Publicado em 5 de março de 2015 às 06h00.

São Paulo - Assunto tratado de forma sigilosa no Grupo Silvio Santos, a sucessão do apresentador do SBT foi um dos tópicos abordados por Renata Abravanel em uma entrevista à revista CONTIGO! no fim do ano passado. Sem dar muitos detalhes, a caçula de 29 anos comentou que seu pai é seu mentor e que tem observado o líder na forma de conduzir a empresa.

Ainda que haja outras cinco herdeiras no jogo de poder, Renata, que já é vice-presidente do grupo, é a indicada como provável sucessora do comando de todo o império construído ao longo de 56 anos. Sendo ela, ou sua irmã Patrícia, que comanda uma atração na emissora, ou ainda um terceiro desconhecido, o que o mercado quer saber é se o escolhido vai conseguir, de fato, substituir um ícone.

Diferentemente de um processo estritamente profissional, a sucessão familiar — e que envolve pessoas extremamente carismáticas — costuma ser muito mais delicada. “Além da capacitação técnica, o sucessor, nesse caso, precisa ser aceito. As pessoas o admiram? Ele tem o apoio da família? São perguntas a ser feitas”, diz Mary Nicoliello, diretora especialista em empresas familiares da PricewaterhouseCoopers (PwC).

E é aqui que o mundo das celebridades se iguala ao mundo corporativo. Presidentes ícones — à la Silvio Santos — estão sendo substituídos o tempo todo, seja por aposentadoria planejada, seja pela necessidade do negócio, seja até mesmo por uma fatalidade.

Nesses casos, a pressão sob o sucessor aumenta e, se ele não tiver jogo de cintura, o risco de escorregar é enorme e do negócio ir para o buraco, também. Tudo isso se torna ainda mais dramático e penoso quando não há um plano sucessório formalizado — realidade de quase 90% das empresas familiares brasileiras, segundo a Pesquisa Global sobre Empresas Familiares de 2014, da PwC.

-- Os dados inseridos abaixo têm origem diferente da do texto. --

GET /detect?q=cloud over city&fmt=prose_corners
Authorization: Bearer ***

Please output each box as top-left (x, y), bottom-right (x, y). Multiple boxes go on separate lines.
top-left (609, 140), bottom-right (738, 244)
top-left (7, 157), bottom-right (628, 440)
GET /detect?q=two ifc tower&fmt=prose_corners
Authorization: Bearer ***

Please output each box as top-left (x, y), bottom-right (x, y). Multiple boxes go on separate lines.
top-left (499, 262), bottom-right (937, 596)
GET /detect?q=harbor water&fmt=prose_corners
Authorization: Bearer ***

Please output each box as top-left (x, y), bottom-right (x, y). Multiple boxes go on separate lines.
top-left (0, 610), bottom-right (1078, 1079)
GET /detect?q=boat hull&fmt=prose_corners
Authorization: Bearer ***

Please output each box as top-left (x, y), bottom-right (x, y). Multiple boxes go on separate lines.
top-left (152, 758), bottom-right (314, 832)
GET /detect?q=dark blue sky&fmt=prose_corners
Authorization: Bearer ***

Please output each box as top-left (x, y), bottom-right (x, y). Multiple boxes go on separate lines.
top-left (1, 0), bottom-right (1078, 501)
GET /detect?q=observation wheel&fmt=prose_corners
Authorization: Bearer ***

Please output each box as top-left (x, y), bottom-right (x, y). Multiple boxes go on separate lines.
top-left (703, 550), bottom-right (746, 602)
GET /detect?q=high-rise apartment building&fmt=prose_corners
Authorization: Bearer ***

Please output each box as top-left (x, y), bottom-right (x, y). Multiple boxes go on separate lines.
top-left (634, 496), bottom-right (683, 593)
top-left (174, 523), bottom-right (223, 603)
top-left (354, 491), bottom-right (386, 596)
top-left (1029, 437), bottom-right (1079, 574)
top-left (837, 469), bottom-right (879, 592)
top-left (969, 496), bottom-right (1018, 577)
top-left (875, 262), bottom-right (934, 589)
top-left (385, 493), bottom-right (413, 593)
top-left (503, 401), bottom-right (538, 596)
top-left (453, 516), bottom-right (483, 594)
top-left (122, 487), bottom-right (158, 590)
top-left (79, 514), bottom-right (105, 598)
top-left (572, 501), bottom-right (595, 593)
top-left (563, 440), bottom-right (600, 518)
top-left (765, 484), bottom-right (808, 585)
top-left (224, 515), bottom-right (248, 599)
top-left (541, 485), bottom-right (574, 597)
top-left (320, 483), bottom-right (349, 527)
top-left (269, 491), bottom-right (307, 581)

O gaúcho Daniel Salton, de 60 anos, atual presidente da vinícola de Bento Gonçalves, no Rio Grande do Sul, que leva seu sobrenome, sentiu na pele os efeitos de não ter um programa de sucessão estruturado e precisar, de uma hora para a outra, suceder o primo, Ângelo Salton Neto, um líder carismático que, em 30 anos, transformou a pequena vinícola em uma referência brasileira no segmento.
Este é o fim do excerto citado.